Temel Devren…


Düşlerden gerçeğe süzülen bir dal, bir çiçek, bir yaprak konuverir kadifenin üzerine. Bir üst, bir alt, bir sabır, bir emek oluverir. Elden ele, sandıktan sandığa, anadan kıza ve sonsuzluğa ulaşır.

Sevdanın, sabrın, zengin gelenek ve göreneklerimizin, dahası naftalin kokularına sarmaladığımız anıların özenle saklanıp, korunduğu adı bilinmeyen müzelerdir sandıklar. Açıl bohça açıl diyerek, kınalı ellerin binbir emekle nakış nakış işlediği Temel Devren’i anlatmak üzere aralıyoruz çeyiz sandığın kapağını…

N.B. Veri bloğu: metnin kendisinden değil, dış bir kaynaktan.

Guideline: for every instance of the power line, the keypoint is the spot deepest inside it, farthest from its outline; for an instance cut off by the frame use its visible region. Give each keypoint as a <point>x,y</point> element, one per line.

Gelin ve kına yeni tütmeye başlayan ocağın habercisidir der eskiler. Zamanın giyim kuşam zevkini, el becerisini, kadife kumaşlara altın ipliklerle işleyerek yansıtan bir sanat eseri olan Temel Devren, bir dönemin gelinliğinin adıdır. Kuşaklar öncesine ait bu eşsiz gelinlikler “miras” olarak da adlandırılır. Genellikle koyu kırmızı, mor, bordo kadife kumaşların tercih edildiği, üzerine kabartma desenlerin uygulandığı kıyafetler Anadolu da bindallı olarak bilinir. Tek parçalı ve belden kesiksizdir.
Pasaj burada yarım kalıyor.